絵葉書の発行年を確認する上で有力な情報が切手に押印された郵便局の消印である。同じく、観光用や記念用が主な用途である絵葉書には「記念スタンプ」が押印されていることもある。
ところが、この消印や記念スタンプの日付は年代により法則があるとはいえ、なかなか読み解けない場合がある。
※(1)29.1.30.
平成29年なのか?昭和29年、明治29年・・・もしくは1929年?
いや平成30年、1930年・・・
必ずしも、発行年直後に投函された絵葉書とは限らないので、消印は目安でしかない。ただ、歴史的な事実などを裏付ける消印は重要な意味を持つ。

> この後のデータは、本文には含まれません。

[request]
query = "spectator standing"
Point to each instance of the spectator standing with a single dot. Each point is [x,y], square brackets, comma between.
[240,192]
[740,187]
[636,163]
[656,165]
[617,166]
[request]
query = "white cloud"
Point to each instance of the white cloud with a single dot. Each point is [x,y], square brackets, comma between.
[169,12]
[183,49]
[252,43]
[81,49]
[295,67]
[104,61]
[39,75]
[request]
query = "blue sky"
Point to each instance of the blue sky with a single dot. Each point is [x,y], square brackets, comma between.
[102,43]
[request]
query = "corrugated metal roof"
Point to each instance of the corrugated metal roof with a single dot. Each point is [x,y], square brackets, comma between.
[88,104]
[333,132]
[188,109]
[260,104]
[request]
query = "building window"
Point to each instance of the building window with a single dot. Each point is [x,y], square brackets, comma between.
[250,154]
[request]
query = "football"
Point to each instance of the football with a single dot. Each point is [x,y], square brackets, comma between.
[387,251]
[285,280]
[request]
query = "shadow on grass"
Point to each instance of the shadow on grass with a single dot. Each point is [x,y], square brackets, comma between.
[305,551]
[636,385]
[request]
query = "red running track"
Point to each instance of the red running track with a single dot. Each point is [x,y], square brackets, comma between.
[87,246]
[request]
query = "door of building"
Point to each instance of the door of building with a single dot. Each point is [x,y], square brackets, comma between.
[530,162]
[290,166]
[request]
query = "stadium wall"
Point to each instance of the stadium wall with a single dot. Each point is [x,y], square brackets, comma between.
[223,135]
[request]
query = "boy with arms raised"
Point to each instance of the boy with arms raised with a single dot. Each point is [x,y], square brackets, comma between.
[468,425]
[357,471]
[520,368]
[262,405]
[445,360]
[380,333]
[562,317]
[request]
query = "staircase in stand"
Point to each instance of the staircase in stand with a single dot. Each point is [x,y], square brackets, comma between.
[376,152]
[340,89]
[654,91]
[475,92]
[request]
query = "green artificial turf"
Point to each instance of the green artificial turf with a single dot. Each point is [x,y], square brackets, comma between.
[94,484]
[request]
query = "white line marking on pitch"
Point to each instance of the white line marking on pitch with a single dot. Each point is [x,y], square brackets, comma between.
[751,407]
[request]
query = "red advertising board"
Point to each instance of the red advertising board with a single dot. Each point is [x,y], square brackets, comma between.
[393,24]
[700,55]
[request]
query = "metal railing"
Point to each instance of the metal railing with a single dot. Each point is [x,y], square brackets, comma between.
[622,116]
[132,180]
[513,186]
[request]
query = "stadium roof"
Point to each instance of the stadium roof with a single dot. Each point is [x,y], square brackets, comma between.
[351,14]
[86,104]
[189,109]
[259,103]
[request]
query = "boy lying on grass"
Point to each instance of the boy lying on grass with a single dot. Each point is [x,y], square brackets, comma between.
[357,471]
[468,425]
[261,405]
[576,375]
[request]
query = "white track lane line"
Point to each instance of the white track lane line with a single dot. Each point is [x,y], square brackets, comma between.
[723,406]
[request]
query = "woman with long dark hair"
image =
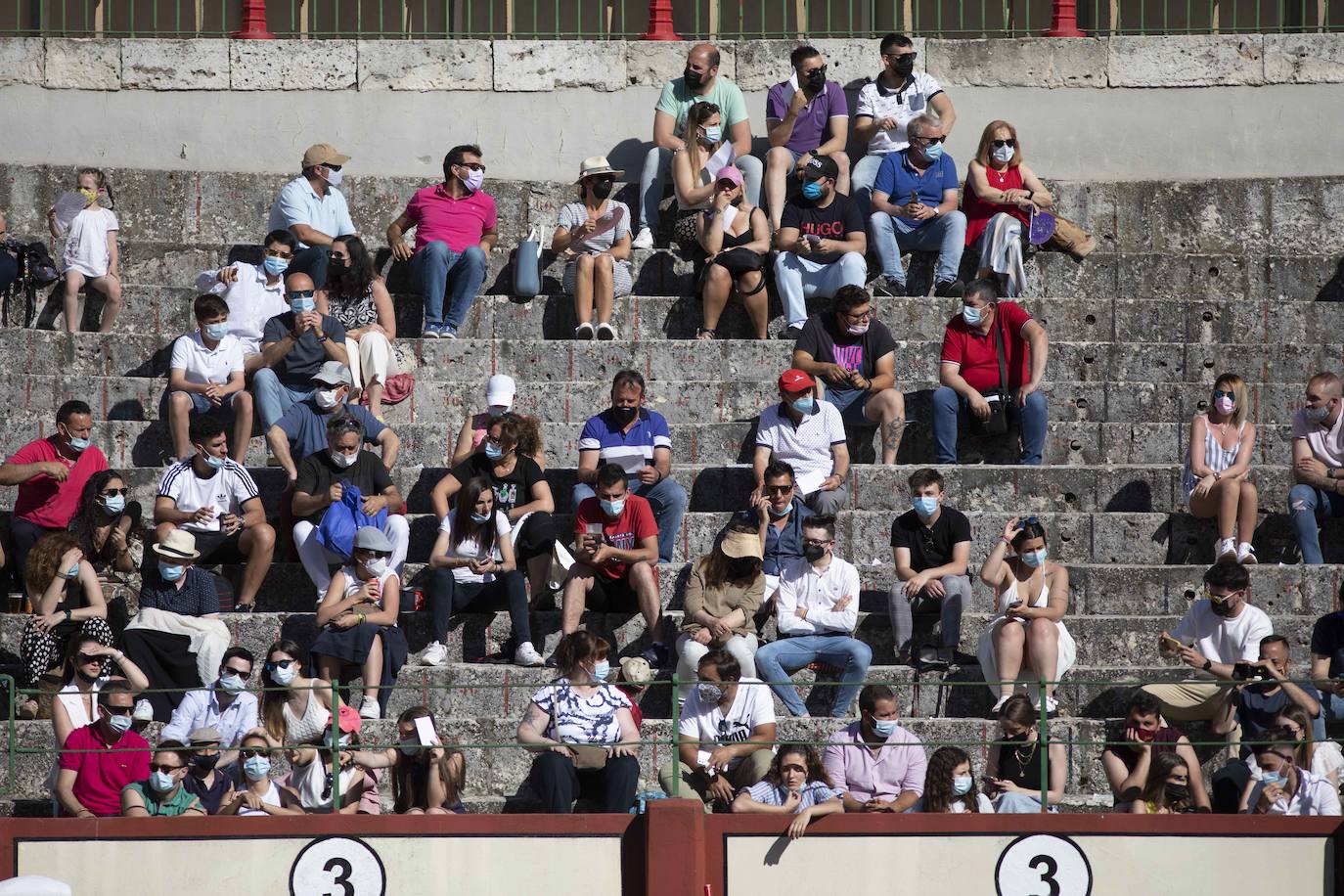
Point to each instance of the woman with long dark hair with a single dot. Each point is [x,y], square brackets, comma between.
[358,297]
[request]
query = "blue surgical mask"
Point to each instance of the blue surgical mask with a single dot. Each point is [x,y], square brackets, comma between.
[924,506]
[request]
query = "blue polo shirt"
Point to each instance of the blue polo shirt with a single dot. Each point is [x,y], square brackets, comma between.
[897,179]
[629,450]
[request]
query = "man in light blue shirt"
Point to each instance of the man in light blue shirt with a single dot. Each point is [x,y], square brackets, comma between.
[313,211]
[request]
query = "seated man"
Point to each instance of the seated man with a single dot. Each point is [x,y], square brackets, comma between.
[312,209]
[205,377]
[808,435]
[226,707]
[816,611]
[970,367]
[699,82]
[615,555]
[855,357]
[216,500]
[455,233]
[293,348]
[639,442]
[915,208]
[50,473]
[161,794]
[726,734]
[822,241]
[323,478]
[1127,762]
[302,428]
[875,762]
[1318,457]
[930,546]
[90,773]
[254,293]
[798,113]
[1215,633]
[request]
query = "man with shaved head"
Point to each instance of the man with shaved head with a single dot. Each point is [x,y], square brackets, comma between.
[293,347]
[1318,461]
[700,82]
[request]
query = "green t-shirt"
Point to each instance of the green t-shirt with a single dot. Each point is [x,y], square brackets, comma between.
[176,805]
[676,101]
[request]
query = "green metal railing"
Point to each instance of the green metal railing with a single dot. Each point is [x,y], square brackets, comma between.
[628,19]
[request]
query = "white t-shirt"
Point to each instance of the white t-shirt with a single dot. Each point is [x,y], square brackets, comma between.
[470,547]
[226,490]
[805,448]
[201,364]
[877,103]
[86,244]
[1225,640]
[751,708]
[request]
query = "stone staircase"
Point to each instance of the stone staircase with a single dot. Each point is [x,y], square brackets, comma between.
[1139,334]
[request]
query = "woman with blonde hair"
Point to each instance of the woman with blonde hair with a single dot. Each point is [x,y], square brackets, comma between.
[1217,475]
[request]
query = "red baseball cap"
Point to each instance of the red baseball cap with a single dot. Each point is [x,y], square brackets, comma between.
[794,381]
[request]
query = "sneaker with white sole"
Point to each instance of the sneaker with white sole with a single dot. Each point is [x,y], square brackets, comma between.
[527,655]
[434,654]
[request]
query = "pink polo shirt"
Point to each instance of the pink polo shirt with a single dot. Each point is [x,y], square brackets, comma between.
[103,774]
[882,774]
[457,222]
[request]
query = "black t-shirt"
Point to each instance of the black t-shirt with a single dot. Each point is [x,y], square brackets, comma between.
[841,216]
[930,547]
[510,490]
[1328,641]
[317,471]
[823,340]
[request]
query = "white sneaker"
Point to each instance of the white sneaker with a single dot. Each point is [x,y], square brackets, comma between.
[434,654]
[527,655]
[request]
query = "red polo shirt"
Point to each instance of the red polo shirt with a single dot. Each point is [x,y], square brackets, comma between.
[103,774]
[976,353]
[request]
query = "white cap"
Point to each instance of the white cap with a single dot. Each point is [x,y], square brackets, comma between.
[500,389]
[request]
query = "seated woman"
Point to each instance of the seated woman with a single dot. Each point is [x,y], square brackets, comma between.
[358,621]
[796,784]
[593,237]
[1012,770]
[722,596]
[1031,598]
[736,237]
[107,525]
[951,784]
[67,600]
[358,297]
[520,492]
[582,733]
[1167,790]
[474,569]
[427,778]
[1217,477]
[259,794]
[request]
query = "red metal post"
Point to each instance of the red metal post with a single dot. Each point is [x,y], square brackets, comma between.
[1063,21]
[254,22]
[660,22]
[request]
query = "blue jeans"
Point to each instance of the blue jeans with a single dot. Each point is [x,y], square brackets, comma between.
[438,269]
[895,236]
[1307,506]
[274,398]
[777,659]
[668,500]
[948,407]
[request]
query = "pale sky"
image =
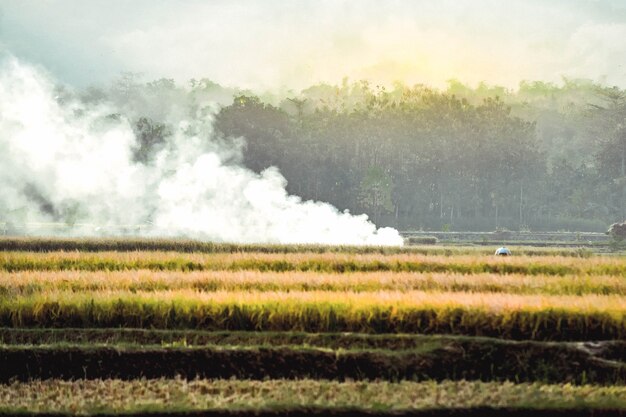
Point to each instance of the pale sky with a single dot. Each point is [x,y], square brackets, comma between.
[267,44]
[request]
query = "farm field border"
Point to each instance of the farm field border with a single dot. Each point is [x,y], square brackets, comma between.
[431,359]
[176,395]
[129,337]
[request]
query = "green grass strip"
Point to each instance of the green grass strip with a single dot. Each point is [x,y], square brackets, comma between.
[177,395]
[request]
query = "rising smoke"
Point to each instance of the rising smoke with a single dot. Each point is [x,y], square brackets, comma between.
[64,162]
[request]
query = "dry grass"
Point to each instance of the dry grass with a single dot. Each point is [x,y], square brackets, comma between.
[32,282]
[511,316]
[328,262]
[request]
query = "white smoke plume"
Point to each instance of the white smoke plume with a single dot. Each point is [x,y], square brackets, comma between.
[66,162]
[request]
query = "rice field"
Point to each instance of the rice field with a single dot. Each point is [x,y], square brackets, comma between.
[149,326]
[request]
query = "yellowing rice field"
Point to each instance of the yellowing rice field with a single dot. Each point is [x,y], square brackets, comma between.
[237,331]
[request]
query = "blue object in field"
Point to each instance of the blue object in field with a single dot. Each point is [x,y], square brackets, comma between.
[504,251]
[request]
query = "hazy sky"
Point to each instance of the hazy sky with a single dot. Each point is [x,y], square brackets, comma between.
[268,43]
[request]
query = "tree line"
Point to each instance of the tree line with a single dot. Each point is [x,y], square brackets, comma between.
[541,157]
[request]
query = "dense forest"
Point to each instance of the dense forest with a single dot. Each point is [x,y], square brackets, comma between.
[541,157]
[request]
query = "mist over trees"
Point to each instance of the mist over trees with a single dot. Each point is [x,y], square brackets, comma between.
[542,157]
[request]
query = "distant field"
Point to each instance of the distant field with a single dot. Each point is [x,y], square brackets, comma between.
[464,329]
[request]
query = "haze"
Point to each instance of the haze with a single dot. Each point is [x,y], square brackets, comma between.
[272,44]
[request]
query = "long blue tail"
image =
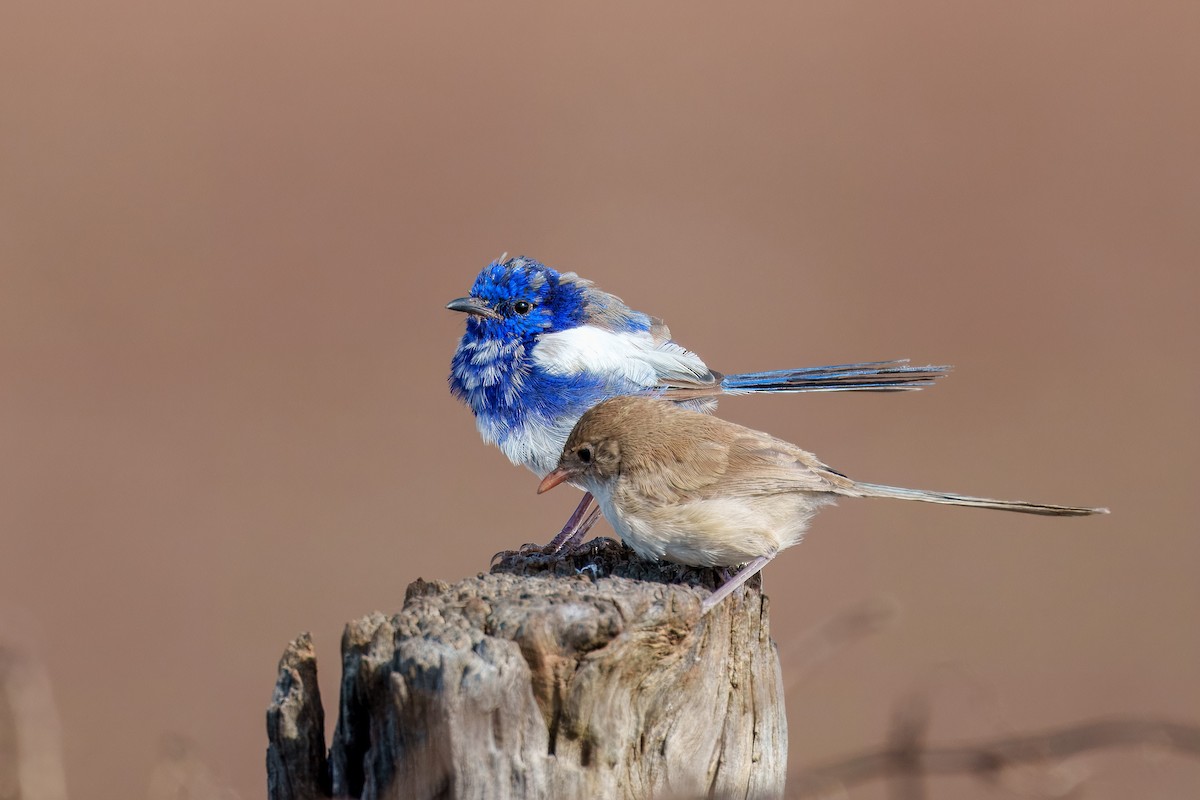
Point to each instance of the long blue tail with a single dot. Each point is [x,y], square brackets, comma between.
[867,377]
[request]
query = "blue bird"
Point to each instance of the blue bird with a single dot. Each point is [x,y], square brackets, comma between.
[543,347]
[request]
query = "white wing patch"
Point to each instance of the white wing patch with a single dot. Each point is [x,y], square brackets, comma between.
[634,356]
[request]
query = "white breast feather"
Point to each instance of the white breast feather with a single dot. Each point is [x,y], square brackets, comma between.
[634,356]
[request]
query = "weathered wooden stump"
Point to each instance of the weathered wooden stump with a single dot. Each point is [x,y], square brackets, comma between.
[592,677]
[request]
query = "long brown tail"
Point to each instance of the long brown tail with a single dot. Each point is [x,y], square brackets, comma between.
[946,498]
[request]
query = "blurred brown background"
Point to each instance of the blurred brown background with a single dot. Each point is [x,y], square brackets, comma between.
[228,230]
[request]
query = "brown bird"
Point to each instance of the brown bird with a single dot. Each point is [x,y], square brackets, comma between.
[696,489]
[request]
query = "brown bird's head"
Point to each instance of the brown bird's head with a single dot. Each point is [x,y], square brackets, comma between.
[609,437]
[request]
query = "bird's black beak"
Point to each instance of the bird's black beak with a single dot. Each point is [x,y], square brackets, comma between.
[473,306]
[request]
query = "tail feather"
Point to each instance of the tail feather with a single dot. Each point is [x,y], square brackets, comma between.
[869,376]
[946,498]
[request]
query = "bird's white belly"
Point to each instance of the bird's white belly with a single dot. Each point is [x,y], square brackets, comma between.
[717,531]
[537,445]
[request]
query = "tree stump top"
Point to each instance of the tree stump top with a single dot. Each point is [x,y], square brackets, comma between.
[592,675]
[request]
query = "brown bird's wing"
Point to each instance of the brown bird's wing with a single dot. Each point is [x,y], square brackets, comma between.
[721,458]
[760,464]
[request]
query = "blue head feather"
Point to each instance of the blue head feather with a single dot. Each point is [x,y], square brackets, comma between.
[492,370]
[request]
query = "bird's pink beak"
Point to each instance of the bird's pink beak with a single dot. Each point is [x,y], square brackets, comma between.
[553,480]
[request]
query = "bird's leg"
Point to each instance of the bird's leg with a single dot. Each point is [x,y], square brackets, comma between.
[576,527]
[727,588]
[585,527]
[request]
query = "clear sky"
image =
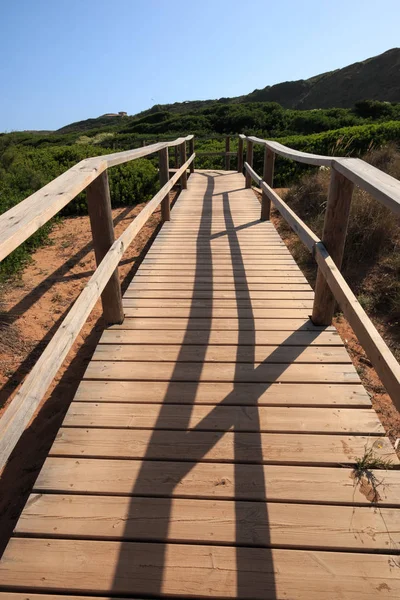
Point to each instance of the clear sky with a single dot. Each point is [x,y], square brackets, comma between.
[66,60]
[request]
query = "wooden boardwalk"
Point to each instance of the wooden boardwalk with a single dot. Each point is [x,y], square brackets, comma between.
[210,448]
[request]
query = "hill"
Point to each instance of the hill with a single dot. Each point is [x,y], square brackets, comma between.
[376,78]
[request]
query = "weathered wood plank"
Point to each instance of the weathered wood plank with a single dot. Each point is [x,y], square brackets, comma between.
[242,394]
[145,568]
[210,324]
[244,372]
[211,521]
[216,303]
[326,485]
[187,312]
[218,353]
[215,418]
[205,446]
[247,338]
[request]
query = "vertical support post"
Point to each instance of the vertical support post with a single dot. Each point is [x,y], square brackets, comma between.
[183,178]
[227,157]
[268,177]
[191,151]
[101,223]
[249,160]
[240,155]
[163,163]
[334,238]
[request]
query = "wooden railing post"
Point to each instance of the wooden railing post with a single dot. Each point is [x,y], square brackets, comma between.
[249,160]
[101,223]
[240,155]
[268,177]
[227,150]
[191,151]
[163,164]
[334,238]
[183,160]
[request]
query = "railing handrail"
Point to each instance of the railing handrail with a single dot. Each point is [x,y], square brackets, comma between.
[24,404]
[328,253]
[384,187]
[26,217]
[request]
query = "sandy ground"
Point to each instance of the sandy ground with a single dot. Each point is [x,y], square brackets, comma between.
[32,309]
[383,405]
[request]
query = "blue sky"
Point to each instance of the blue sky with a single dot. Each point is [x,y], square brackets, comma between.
[66,60]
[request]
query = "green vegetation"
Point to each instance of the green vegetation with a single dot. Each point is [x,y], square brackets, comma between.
[29,160]
[371,260]
[25,169]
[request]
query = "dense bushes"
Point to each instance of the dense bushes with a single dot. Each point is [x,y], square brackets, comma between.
[30,160]
[372,261]
[24,170]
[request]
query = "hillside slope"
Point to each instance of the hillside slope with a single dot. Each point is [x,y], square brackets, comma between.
[377,78]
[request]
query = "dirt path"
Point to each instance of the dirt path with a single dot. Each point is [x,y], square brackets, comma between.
[383,405]
[32,309]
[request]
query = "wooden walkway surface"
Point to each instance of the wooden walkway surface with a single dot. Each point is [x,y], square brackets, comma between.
[210,448]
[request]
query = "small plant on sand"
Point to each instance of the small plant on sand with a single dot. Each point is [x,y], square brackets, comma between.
[364,473]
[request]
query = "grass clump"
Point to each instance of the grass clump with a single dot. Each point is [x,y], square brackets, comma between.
[371,263]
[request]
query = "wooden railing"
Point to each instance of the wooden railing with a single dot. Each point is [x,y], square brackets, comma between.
[25,218]
[331,287]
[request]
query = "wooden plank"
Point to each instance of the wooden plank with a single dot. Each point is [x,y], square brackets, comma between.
[163,167]
[102,227]
[333,238]
[228,295]
[247,338]
[21,221]
[244,372]
[219,279]
[219,353]
[25,402]
[224,269]
[215,418]
[213,303]
[131,568]
[326,485]
[217,313]
[382,359]
[220,324]
[214,446]
[211,521]
[239,287]
[268,176]
[243,394]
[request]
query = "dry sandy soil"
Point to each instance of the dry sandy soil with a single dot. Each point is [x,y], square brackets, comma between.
[31,311]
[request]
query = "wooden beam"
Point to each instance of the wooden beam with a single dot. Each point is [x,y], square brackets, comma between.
[101,223]
[377,351]
[240,154]
[268,176]
[182,151]
[227,155]
[191,151]
[26,401]
[163,161]
[253,175]
[334,238]
[249,160]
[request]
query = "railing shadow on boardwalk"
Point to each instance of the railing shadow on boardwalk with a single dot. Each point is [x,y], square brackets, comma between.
[19,474]
[250,584]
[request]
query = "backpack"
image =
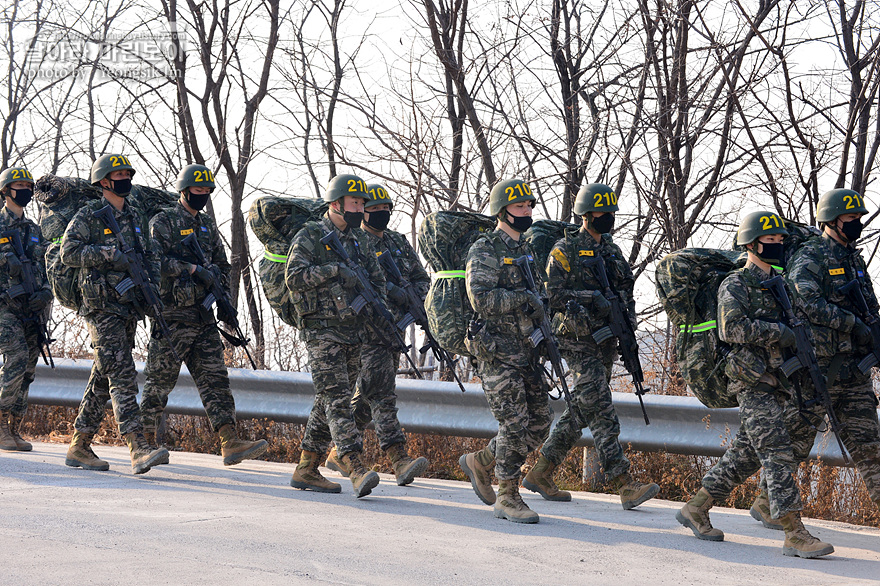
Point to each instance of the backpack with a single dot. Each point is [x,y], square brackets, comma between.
[275,220]
[444,239]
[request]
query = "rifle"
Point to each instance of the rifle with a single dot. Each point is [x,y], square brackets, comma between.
[28,286]
[544,334]
[137,274]
[219,296]
[415,313]
[853,290]
[804,357]
[620,327]
[367,295]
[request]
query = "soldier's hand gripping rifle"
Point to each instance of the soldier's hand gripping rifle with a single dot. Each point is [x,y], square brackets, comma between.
[543,334]
[28,287]
[620,327]
[137,274]
[853,290]
[368,296]
[804,357]
[415,314]
[218,295]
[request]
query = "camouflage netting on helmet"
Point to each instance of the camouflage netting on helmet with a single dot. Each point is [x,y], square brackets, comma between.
[444,240]
[275,220]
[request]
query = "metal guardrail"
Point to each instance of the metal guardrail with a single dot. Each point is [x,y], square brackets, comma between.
[679,425]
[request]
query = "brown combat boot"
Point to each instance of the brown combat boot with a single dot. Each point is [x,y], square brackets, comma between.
[144,456]
[540,480]
[695,516]
[363,481]
[760,511]
[334,462]
[632,492]
[798,541]
[510,505]
[234,450]
[307,477]
[405,468]
[478,466]
[80,454]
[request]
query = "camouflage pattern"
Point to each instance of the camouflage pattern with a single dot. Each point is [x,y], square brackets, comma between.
[568,280]
[748,319]
[509,367]
[193,329]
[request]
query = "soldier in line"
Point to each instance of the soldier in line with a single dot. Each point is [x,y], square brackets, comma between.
[374,398]
[509,367]
[749,319]
[111,317]
[184,286]
[579,310]
[322,288]
[19,334]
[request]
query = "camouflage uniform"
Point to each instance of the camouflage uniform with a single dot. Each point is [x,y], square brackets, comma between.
[568,280]
[111,318]
[332,331]
[193,328]
[374,398]
[19,337]
[508,366]
[748,319]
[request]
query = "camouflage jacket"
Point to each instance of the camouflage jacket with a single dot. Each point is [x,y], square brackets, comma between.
[569,280]
[34,248]
[748,319]
[498,292]
[88,244]
[322,304]
[817,271]
[181,294]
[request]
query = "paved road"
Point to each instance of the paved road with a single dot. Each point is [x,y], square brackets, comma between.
[196,522]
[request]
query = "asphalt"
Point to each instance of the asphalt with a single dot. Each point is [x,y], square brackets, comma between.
[195,521]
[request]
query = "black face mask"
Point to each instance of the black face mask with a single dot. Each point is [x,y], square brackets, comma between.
[603,224]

たとえば、桜島大爆発の絵葉書に当時の消印が押されていたら思い描く時代背景が違ってくるだろう。

郵便局の消印

郵便局が扱う郵便物の切手に押印される消印の見方

丸型和文印

基本的に丸型の中が三段に分かれ、
[上段]郵便局名
[中段]日付YY.MM.DD(ただし、YYは和暦年)
[下段]時間帯 (0-8、8-12、12-18、18-24)
※(1)の場合、昭和29年1月30日であることが分かる。
平成の場合は、1989年(平成元年・昭和64年)を分岐することになり、皇位継承で年号が変わる事が決まっている今年(2019年現在)が平成と新元号との分岐となります。
1868年が大正と明治、1912年が明治と昭和の分岐となります。
まぁ、戦前絵葉書を平成の終わりに投函して新しい消印を押しても絵葉書の年代判別にとってはあまり意味がないのですが。
明治や昭和初期に発行された絵葉書を戦後に出す場合もあったでしょうからね。
郵便局の消印の場合、年代や用途で仕様が異なりますから、使われた時期を知ることの一助にはなりますが、問題は日付入りの記念スタンプです。
日付がYY.MM.DD(年.月.日)であれば統一感がありますが、年が後ろに来たりその観光地で自由に作られていますので、15が昭和15年なのか、明治15年かが判別しずらい。また西暦で表示している場合もあり05が大正5年、明治5年、昭和5年、平成5年、1905年、2005年なのか判別しずらい。
そこで、使われるのが絵葉書年代判別です。これと、日付印とを観察して判別することになります。
消印や本文の内容に価値を見出す場合、エンタイヤの世界に入るのかもしれません。